Rapid Fire Commits
How many commits are good?
I am quite obsessed with making as little commits as possible.
I usually tend to commit everything at the end; and in case of fixes, amend
commits. If I need to make a change after a code review, I might make a
new commit, just because it will be simpler for the reviewer to follow the
changes, but sometimes, I might just amend the commit again.
In reality, this is not my favourite approach. Often, a single story will
require different kind of changes, for instance a preliminary refactoring
and then a functional change; then, I would like to separate them into two
different commits as well. However, this is not something I am always able
to do, because often follow-ups are interleaved, requiring complex history
rewrites in order to keep them separated.
Another pattern I have seen is to make a lot of commits.
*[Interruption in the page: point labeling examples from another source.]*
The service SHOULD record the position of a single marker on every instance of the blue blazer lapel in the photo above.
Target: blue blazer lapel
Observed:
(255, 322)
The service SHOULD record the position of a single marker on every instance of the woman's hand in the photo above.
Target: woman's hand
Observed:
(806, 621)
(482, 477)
There may be several reasons for that: to put bookmarks during development, to execute tests on the CI, to ask for a review, or even just asa way of creating a trail and a backup.
Being obsessed with commits, I am not a fan of this second approach – to be
polite.
But actually, there’s also another reason. Splitting a change into a long
series of commits makes history analysis much harder. Especially, it makes
difficult to understand why a change was done, and what were the other
related changes. Yes, it’s always possible to reach the issue tracking
system; but that might not contain all the information, or might even go
away (e.g. in case of migration).
A good source control history is extremely important!
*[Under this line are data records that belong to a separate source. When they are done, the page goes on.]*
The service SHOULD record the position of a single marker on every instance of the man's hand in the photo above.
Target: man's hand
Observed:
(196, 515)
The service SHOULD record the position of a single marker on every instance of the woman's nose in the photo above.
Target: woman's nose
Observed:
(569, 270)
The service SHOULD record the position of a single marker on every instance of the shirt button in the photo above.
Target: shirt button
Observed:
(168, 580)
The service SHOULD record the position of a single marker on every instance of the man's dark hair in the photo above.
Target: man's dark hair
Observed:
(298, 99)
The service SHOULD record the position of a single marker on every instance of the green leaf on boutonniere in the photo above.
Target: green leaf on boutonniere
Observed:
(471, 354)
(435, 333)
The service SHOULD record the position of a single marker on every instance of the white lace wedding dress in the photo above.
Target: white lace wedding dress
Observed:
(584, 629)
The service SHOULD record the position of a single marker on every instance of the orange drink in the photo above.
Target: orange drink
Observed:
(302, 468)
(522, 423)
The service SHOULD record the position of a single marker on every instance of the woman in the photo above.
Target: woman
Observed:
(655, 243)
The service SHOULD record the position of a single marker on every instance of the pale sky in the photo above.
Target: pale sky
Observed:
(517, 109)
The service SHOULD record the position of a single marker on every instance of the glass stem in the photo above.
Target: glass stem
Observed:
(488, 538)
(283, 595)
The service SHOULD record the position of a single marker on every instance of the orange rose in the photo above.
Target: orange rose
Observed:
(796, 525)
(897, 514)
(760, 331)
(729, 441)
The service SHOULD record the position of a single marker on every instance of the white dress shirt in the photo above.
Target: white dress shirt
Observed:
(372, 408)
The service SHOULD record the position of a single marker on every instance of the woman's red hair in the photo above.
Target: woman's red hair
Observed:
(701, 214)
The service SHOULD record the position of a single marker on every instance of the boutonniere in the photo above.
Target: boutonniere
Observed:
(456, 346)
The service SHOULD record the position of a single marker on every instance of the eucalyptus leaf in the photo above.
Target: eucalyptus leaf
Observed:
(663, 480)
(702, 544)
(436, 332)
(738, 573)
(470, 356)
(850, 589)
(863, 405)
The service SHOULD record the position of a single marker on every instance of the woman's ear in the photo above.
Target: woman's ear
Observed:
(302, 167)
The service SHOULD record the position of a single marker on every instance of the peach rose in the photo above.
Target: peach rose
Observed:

Lately I see more and more people using the “squash and merge” compromise:
push a lot of commits, but then squash them at the moment of the merge to
main.
Personally I don’t like using it on my own because then, when deleting my
local branch, I get a (useless) warning – and then I always feel the need
to check if I didn’t forget anything.
However, it is a practical solution.
Finally, I still fel like pushing small changes is a bad idea. It will use a lot of CI resources, which are usually limited, leading to buildups in the build queue, and possibly higher operating costs.
Sidebar: IntelliJ users can enjoy the “local history” feature, which is a quite good way to “go back in time” in case something wrong happens. Personally, I like it a lot, and use quite often. Sometimes it’s a bit complicated to understand, but it never failed me to solve cases where I feared losing hours of work!